Each plant has a period of pollination; however weather conditions can affect the amount of pollen in the air at any given time. Generally, in southern California the pollen season lasts from mid January through October. Trees pollinate earliest, from late January through mid April. Grasses follow next in the cycle, beginning pollination in mid-April and continuing until August. Weeds usually pollinate in late summer and early fall.

Weather can influence the symptoms, which are often minimal on rainy, cloudy or windless day, because pollen does not move about during these conditions. Hot, dry and windy weather disperse more pollen & mold causing increased symptoms.

tips-pollen

If you are allergic to plants in your area, you may believe that moving to another area of the country with different plants will help your symptoms. However many pollens especially grasses, and molds are common to most plant Zones in the United States. Many who move to a new region to escape their allergies find that they acquire allergies to new airborne allergens prevalent in their area within two to three years. Therefore, moving to another part of the country to escape allergies is often ultimately disappointing, and not recommended.

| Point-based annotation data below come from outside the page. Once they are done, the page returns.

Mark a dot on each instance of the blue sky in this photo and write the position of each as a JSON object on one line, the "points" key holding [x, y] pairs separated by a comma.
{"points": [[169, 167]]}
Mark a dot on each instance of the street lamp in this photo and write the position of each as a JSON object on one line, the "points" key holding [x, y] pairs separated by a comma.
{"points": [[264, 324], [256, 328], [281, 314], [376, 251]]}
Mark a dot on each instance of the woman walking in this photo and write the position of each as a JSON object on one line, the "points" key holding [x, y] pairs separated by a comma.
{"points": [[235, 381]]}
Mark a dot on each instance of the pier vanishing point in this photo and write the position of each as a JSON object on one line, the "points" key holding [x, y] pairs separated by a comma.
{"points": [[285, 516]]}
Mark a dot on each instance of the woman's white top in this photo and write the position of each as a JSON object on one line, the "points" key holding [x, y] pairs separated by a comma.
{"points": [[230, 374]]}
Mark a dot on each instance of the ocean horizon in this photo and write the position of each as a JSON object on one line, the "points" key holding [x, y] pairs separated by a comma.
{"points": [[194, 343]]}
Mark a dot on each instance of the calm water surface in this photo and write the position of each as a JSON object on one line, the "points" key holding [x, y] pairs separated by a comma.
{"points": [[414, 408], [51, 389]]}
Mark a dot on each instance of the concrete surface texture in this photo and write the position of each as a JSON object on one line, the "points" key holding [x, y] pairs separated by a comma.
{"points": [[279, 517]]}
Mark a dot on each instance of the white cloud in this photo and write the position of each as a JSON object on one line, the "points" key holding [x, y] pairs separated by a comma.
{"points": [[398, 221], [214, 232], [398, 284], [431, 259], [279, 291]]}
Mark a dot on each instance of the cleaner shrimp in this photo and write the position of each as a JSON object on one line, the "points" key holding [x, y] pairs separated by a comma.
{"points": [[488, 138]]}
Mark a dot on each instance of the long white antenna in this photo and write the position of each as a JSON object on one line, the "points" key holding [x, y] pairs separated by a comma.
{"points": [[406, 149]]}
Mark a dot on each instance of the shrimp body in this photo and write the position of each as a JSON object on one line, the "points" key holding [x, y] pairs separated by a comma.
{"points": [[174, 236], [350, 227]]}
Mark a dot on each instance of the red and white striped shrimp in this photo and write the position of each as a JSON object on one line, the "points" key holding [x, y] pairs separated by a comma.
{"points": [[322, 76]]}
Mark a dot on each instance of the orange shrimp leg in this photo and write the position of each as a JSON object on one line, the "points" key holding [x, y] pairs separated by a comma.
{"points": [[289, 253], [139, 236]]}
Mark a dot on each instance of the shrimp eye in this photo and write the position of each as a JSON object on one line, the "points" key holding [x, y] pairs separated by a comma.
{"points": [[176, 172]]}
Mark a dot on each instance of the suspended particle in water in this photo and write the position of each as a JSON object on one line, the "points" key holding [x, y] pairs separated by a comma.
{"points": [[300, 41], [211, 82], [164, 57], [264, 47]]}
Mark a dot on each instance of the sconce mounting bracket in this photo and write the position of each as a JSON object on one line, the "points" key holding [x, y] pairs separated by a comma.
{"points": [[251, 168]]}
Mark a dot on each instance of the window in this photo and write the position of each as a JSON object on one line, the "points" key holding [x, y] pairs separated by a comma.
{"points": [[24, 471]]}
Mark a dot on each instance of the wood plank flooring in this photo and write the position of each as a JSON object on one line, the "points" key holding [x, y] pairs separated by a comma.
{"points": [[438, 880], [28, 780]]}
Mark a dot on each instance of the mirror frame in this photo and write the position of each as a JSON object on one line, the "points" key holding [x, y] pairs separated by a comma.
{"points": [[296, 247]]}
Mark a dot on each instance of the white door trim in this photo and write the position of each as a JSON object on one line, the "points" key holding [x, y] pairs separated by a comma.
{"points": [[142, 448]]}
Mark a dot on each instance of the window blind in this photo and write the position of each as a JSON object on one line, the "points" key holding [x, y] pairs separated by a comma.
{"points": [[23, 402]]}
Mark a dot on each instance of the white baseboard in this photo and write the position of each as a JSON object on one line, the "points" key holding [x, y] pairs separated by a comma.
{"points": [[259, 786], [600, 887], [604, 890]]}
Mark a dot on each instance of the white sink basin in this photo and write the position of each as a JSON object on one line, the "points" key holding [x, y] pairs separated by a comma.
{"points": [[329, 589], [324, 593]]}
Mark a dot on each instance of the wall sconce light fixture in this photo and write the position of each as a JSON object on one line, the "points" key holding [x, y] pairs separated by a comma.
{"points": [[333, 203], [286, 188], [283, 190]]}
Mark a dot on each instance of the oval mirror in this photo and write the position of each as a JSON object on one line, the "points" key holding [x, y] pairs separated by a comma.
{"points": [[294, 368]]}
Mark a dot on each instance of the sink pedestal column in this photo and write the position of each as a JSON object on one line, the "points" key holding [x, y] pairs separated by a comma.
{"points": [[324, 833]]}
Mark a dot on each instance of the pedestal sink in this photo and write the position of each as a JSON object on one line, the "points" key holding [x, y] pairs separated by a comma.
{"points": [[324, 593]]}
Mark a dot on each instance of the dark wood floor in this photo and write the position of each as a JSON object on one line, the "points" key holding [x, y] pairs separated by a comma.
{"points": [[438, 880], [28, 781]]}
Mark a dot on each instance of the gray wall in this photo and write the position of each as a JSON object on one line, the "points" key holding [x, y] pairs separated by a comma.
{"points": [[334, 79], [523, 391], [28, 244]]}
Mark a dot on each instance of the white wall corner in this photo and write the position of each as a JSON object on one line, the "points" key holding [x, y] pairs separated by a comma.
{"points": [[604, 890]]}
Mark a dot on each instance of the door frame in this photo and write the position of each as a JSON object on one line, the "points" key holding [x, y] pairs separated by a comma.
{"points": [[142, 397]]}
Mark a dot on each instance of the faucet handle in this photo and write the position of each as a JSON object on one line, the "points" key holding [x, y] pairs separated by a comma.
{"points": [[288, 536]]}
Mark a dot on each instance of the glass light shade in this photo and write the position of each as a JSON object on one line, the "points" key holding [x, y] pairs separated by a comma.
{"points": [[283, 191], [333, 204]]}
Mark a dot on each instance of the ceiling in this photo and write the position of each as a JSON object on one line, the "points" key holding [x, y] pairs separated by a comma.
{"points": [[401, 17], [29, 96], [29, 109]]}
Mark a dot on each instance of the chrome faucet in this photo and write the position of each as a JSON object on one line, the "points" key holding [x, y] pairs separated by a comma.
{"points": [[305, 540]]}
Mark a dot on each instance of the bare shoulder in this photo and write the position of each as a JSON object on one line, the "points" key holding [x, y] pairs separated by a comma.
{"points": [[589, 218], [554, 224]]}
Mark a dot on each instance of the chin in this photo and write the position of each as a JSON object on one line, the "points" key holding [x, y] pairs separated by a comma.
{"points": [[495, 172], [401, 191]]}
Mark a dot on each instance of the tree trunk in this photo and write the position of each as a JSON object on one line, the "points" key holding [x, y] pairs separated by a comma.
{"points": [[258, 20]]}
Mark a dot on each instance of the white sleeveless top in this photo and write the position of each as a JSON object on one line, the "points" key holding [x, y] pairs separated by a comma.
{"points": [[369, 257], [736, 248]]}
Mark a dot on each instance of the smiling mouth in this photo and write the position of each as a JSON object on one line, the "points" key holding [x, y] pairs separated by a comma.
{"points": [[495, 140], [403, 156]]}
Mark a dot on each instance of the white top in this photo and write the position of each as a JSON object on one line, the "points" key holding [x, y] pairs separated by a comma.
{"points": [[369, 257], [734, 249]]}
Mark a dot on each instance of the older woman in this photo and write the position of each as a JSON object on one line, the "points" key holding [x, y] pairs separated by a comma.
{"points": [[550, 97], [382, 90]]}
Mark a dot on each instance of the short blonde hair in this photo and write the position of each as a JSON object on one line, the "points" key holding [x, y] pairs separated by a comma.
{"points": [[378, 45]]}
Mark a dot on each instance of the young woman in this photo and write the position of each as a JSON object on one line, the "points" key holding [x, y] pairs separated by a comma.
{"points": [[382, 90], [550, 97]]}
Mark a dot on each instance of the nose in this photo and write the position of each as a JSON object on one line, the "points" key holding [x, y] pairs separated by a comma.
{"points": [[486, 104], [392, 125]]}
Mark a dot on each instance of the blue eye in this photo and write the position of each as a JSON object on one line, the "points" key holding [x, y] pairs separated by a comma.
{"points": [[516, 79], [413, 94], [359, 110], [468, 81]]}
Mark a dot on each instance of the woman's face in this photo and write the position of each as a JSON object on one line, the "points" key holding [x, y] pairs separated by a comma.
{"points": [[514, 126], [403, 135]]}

Pollen count measures the amount of airborne allergens present in the air. The National Allergy Bureau report pollens count and you can get your local count through 1-800-9-POLLEN.

Dos & Don’ts
  • Do keep windows closed at night to prevent pollens or molds from drifting into your home. Instead, if needed, use air conditioning, which cleans, cools, and dries the air.
  • Do minimize activity on dry windy days & early morning when pollen is usually emitted (between 5-10 am.)
  • Do keep your car windows closed when traveling.
  • Do shower and change clothes when coming in from outdoor activity.
  • Do try to stay indoors on windy days and when the pollen count or humidity is high.
  • Do take a vacation during the high pollen season to the beach or sea.
  • DON’T take more medication than recom¬mended in an attempt to lessen your symptoms.
  • DON’T mow lawns, rake leaves or be around freshly cut grass; stirs up pollens & molds.
  • DON’T hang sheets or clothing out to dry. Pollens and molds may collect in them.